第98章 泪落心上
夏蒹微微怔住。
“那孩子,是一切皆要照能做到的最好的规格去办,”娴昌面上的笑容显得有些讥讽,磨得尖细的指头一下一下捋着发缝,“三礼六聘,凤冠霞帔,十里红妆,全都要样样不少你,这势头,怕是之前南云氏李姓贵女嫁承安侯世子都没要这么大场面罢。”
女人微眯起眼直起身,红玉过来,细细帮她将腰间的系带绑好。
夏蒹端坐着,指尖攥紧,又松开,重复多次,依旧缓不过指尖轻微发麻。
裴观烛与娴昌商讨想和她成婚。
而她这个当事人竟对此毫不知情。
今日娴昌找她,怕其实也是不满她一介曾被遗弃的孤女如今能有这样大的造化。娴昌不喜欢她,虽然,夏蒹觉得可能裴观烛娶谁,娴昌都不会喜欢对方,但这个人是夏蒹的话,娴昌只会更为厌恶。
因为夏蒹与娴昌注定不站在一条线上。
夏蒹起眼,与娴昌对上视线。
大抵是因为没有裴观烛在场。
女人今日锋芒毕露,面上笑容始终带着一抹讥讽,四目相对时,娴昌微微昂起下巴,从上往下,轻翘起唇角,弯眼俯视着她。
夏蒹微微吸进一口气。
这是第一次,夏蒹发觉到,其实娴昌和裴观烛一丁点都不像。
一丁点都不。
“你伴本宫出去外头走走吧。”
红玉后退,女人穿着层层叠叠的宫装,露出美好洁白的胸脯。
“是,贵妃娘娘。”
夏蒹跟在娴昌身后。
一路无话,直到两人上了一座白玉桥,娴昌自红玉手中接过鱼食,步端庄,傍晚,夜色逐渐取代了橘色的黄昏,宫人挂起宫灯,海棠树的花瓣片片自天上飞舞而下,落在白玉石桥上,被女人毫不留情的踩在脚下,明亮的宫灯光线映在她身上,将她身上穿着的宫装布料映亮,乍一看,好似月宫仙子下凡,美艳至极。

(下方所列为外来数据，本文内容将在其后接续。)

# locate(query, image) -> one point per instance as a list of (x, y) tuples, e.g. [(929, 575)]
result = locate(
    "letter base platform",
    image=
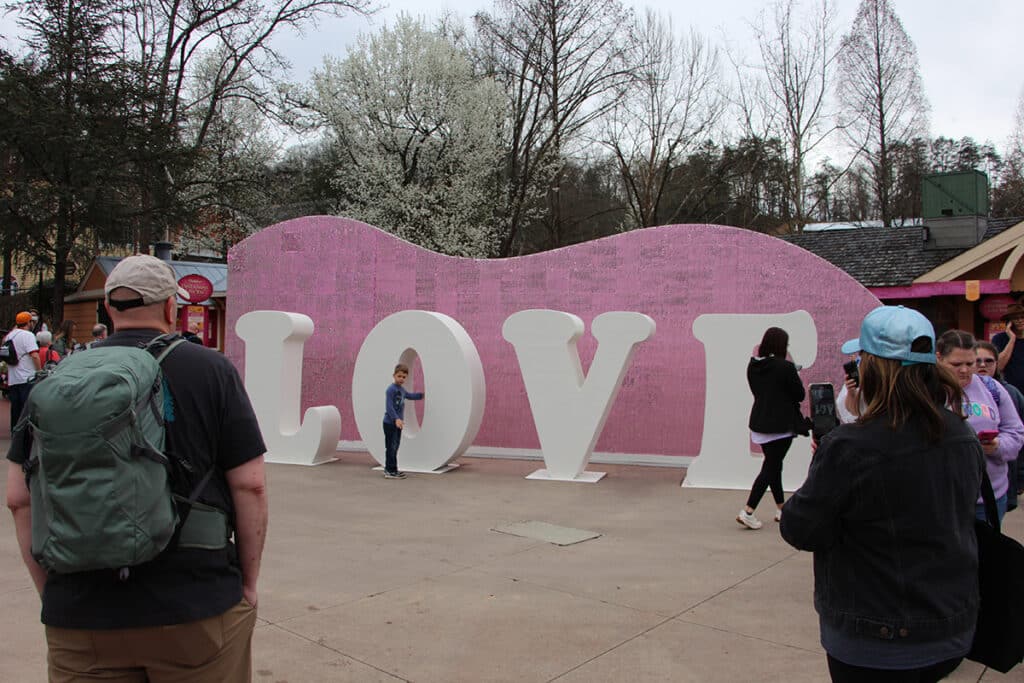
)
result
[(583, 477)]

“天转凉了呢,”娴昌道,指尖捻过鱼食,一点一点撒进湖中,金色红色的锦鲤噗通蹦上来,争相抢食。
“就连日头也逐渐短暂,这样快天便黑下来了。”
“是,贵妃娘娘。”
“你这丫头,”娴昌弯起眼看向她,“上回不是还十分伶牙俐齿么?怎么?镜奴不在,便觉没主心骨,都不敢同本宫作对了么?”
她眼光里散着些微的得意。
夏蒹与她对上视线,面无表情的脸上弯起一个没什么情绪的笑脸。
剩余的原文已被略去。